Rolling Stone’s Hit Piece on Andrew Lohse: The Top 10 Lines
Yesterday was not a good day for hazing-whistleblower Andrew Lohse. First, Dartmouth’s administration dropped charges for hazing against 24 of his former SAE brothers—not including Lohse himself (and a few others). Then, Rolling Stone’s long-awaited hazing article came out. It’s a well-written meditation on class, violence, and power in Dartmouth’s overheated campus culture. It’s also a comprehensive character assassination of its main subject—Lohse—whom editor Janet Reitman portrays as a violent, pretentious, alcoholic, mentally ill, status-anxious, back-stabbing drug addict. (Really—read it.) Following which, Joe Asch, Lohse’s main champion—his only champion, truly—declined to comment on the article for which he had built up so much anticipation.

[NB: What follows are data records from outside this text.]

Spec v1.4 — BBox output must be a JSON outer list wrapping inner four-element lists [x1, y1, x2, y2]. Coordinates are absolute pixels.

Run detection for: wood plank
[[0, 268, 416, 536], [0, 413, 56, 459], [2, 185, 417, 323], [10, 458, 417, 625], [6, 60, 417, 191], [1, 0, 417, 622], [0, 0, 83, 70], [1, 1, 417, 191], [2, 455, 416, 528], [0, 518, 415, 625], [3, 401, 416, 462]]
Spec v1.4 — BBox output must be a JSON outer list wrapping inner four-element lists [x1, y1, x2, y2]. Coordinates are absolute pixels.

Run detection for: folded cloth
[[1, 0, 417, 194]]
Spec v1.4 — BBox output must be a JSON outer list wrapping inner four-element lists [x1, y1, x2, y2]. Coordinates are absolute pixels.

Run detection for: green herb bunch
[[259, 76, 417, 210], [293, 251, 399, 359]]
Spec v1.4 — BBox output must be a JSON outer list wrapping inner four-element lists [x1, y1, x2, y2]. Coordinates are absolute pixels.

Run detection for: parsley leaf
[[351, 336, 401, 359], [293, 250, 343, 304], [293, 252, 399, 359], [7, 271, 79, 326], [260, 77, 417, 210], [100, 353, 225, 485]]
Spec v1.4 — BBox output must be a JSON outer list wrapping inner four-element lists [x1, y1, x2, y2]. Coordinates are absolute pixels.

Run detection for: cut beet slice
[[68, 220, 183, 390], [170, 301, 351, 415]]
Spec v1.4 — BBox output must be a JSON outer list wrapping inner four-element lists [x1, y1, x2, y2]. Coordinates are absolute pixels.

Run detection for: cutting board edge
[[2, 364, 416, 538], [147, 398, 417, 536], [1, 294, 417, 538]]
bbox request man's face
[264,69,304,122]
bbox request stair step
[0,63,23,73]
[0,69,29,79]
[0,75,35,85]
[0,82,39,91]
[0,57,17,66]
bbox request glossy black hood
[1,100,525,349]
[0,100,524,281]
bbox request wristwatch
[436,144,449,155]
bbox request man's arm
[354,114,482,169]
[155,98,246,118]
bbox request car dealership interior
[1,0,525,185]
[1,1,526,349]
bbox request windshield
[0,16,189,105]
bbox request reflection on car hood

If there’s one thing Rolling Stone should be applauded/feared for, it’s getting Lohse to cooperate with such a thorough take-down of himself.
Then again, this is the guy whose pledge name was “Regina”—after Mean Girls—“in honor of his aggressive social climbing.” So maybe that was the point.
After the jump: the top 10 lines that Andrew Lohse probably can’t believe Rolling Stone published:
10.
“The problem with Andrew is he’s always the victim, he doesn’t take responsibility for what he does,” says one of his former buddies.
9.
The Thursday night of homecoming is SAE’s annual champagne formal, which Lohse attended, already drunk on red wine. He then proceeded to drink almost two bottles of champagne, followed by lots of bourbon and multiple beers. By 6 a.m., most of the SAE brothers had passed out, and Lohse and some of the pledges took off for breakfast.
8.
“Andrew was a polarizing figure from day one,” says a brother. [...] Lohse only received a “bid,” or offer to pledge the frat, after several brothers came to his defense, citing his popularity with women. A friend recalls walking into Lohse’s room one night to find a girl in his bed, alone, while Lohse was in bed with another girl down the hall.
7.
In a letter to Rolling Stone, SAE’s lawyer, Harvey Silverglate, labeled some of Lohse’s most extreme allegations “demonstrably untrue” and compared Lohse to the stripper who falsely accused a number of Duke lacrosse players of raping her in 2006. “Lohse is… a seemingly unstable individual,” Silverglate wrote, “with a very poor reputation for truth-telling and a very big axe to grind.”
6.
“You get high with Andrew Lohse, and all of a sudden he’s on a 20-minute tangent about literature and liberal politics, and he’s fascinating and exciting to be around, and makes you believe that you can do great things, because he wants to do great things. But one by one, I think a lot of his friends just gave up.”
5.
In the months since he wrote his article, Lohse has virtually lost all of his Dartmouth friends. “I felt like an idiot because I’d defended him,” says one brother in a rival fraternity, “and here he was, throwing it back in our face.”
4.
Some former friends recall Lohse himself as the polarizing force: He would show up drunk at people’s doors at 3 a.m., or spend half the night on a desperate search for drugs.
3.
What followed was, depending on one’s reading, a profound expression of drunken entitlement, or “an existential act of rebellion,” as Lohse maintains. “I can walk wherever I want to walk,” he told the guard. Then he picked up a plastic folding chair and tossed it in her direction.
2.
“He told everyone he’d traveled the world and was a changed person,” says a former friend. “But he was still drinking and smoking weed, still actively pursuing all the things that had gotten him in trouble to begin with.”
1.
He’s writing a memoir: a “generational tale” that he hopes will be part Bright Lights, Big City, part The Sun Also Rises and part This Side of Paradise, and describes as “a one-way ticket to the secret violence at the heart of the baptismal rites of the new elite.”